Tuesday, February 2, 2010

Don't Mess with Kansas Pt. 3: Celebrate Good Times!


Once upon a time before the goddamn bastards whittled me down to a cranky nub, I was a wide-eyed, eager boy who possessed a jaunty demeanor. During this fabled age, I was overcome with giddiness the last week of January because we would break from the rigors of reading, writing, and arithmetic, and celebrate the birth of Kansas.

I'd immerse myself in coloring the state seal (To this day, I still consider the best in the Union) and my imagination would sweep me away. I'd soon find myself manning the plow underneath that glorious sunset.



Later in the week we would color meadowlarks, sunflowers, cottonwood trees, and jayhawks.

I miss those days. We stopped celebrating Kansas Day around 5th grade. I don't know why we stopped.

Last week I was talking to a fella who grew up in Texas, and he recalled his elementary days celebrating the Lone Star State's birthday. He remembered: learning about the Alamo, coloring a picture of a Bowie knife, a longhorn shitting on the playground during a school assembly, and being indoctrinated with he belief that Texas was on the right side of the cause during the Civil War. His face lit up as he recalled these stories.

I thought: This is the stuff that matters, but I don't get to enjoy the stuff that matters because I'm engaged in the general bullshit of living.

I'm too busy doing shit like supporting capitalism, rubbing elbows with people who don't read poetry, and fertilizing my lawn with chemicals that will eventually drain to the Gulf of Mexico and contribute to the dead zone. Combine all of this with watching others making a general clusterfuck of things, it's no wonder I walk around with a scowl.

Before I started these posts on Kansas, I didn't like this blog and found it a general waste of time. Now I'm ready to admit that muddywaters has the right idea. Maybe this blog will help me remember what really matters in this life, and maybe I can get to the joy of actually living a life that matters.

Tonight I'm breaking out the Crayola box.

As a child, how did you celebrate your state's birthday?

Celebrate good times.

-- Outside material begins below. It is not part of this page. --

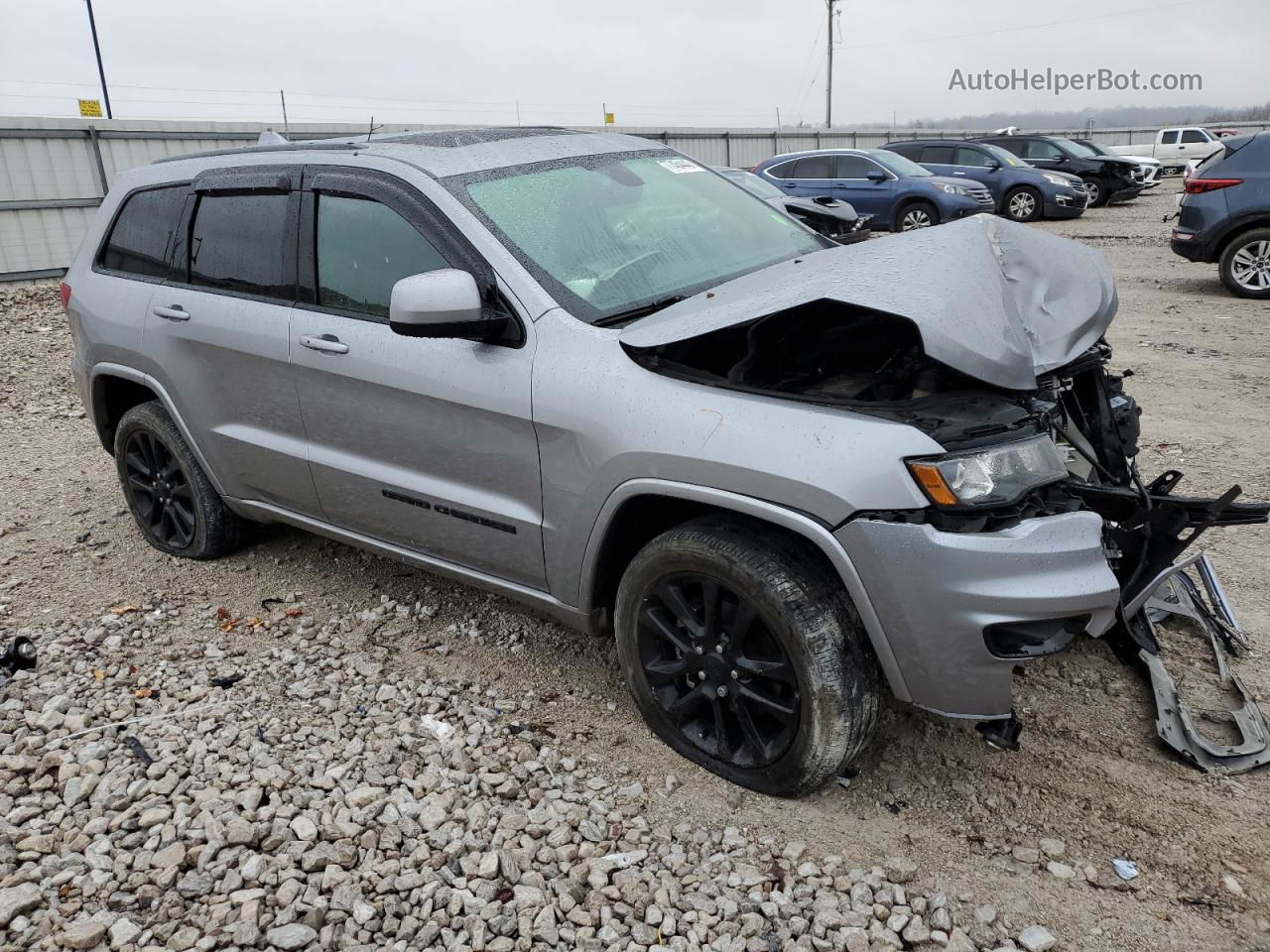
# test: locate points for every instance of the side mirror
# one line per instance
(443, 303)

Come on!!!
Mr. Crankypants

Monday, February 1, 2010

Fajita Marinade Revised

I used to possess a steal-trap mind that could store recipes, football statistics, the occasional poem, and restaurant menus across the United States. Lately, these bits of information have been performing a Houdini-like escape. I guess, age would be the most likely explanation for this, but I won't go gently into that good night. Today I'm using my blog to record a recipe as preventive measure. I tried this recipe last summer, and I loved it. Somewhere in the shuffle I lost the recipe. Now I've found it, and here it is. It's a recipe for a fajita marinade, which quickly replaced one I posted in the early stages of this blog. I like this recipe because the liquid smoke in my earlier recipe has been replaced with chipotle peppers, jalapeno peppers that have been smoked, so you get a subtle smokey taste to your meat.

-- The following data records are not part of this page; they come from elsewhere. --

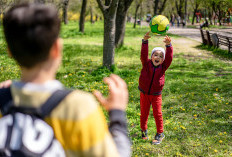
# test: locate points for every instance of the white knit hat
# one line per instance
(158, 49)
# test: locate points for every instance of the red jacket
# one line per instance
(151, 80)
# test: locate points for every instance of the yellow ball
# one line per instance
(159, 24)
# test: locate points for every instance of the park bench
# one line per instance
(205, 36)
(215, 39)
(225, 41)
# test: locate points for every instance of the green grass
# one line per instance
(197, 98)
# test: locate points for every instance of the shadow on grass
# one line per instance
(223, 54)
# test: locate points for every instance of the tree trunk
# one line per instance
(156, 7)
(122, 10)
(109, 41)
(136, 12)
(91, 15)
(65, 11)
(162, 7)
(185, 11)
(40, 1)
(82, 16)
(109, 12)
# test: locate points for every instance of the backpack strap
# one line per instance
(5, 97)
(42, 111)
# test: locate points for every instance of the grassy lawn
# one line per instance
(197, 96)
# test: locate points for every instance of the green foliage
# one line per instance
(196, 98)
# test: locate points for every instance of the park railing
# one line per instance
(216, 40)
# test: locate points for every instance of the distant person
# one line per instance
(151, 82)
(172, 20)
(178, 21)
(32, 36)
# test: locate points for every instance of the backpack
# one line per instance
(23, 131)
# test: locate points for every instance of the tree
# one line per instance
(109, 12)
(82, 16)
(40, 1)
(179, 7)
(159, 6)
(122, 10)
(195, 4)
(65, 11)
(138, 3)
(220, 7)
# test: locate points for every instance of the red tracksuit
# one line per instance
(151, 82)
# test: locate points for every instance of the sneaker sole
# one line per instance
(158, 142)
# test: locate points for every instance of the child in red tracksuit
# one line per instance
(151, 82)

I usually marinate skirt or flank steak for my fajitas. I haven't tried this marinade with chicken, but I'm sure it will work fine.


Fajita Marinade


(Adapted from Mark Miller's Tacos)



  • 8 to 10 cloves roasted garlic (If you don't have any on hand, just use some a few cloves of chopped garlic or a bit of garlic powder)

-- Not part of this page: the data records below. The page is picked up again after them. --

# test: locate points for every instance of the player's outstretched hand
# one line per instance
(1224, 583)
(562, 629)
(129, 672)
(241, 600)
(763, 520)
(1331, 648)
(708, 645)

  • 2 tablespoons Worcestershire sauce

  • 2 tablespoons red wine vinegar

  • 1 tablespoon red chile powder

  • 1 teaspoon ground cumin

  • 2 teaspoons onion powder

  • 1 tablespoons chopped cilantro

  • 1/4 cup vegetable oil

  • 2 tablespoons Sriracha (The original recipe called for a red chile sauce, but for me this is a suitable substitue)

  • 1 teaspoon chipotle puree (You can find canned chipotles with adobo sauce in most grocery stores. Just simple puree in a blender. This is an amazing ingredient that can be used in a lot of recipes. I've used it in meat loaf, salsas, and sometimes in vegetable dishes. When I open a can for this recipe, I just freeze the remaining puree.)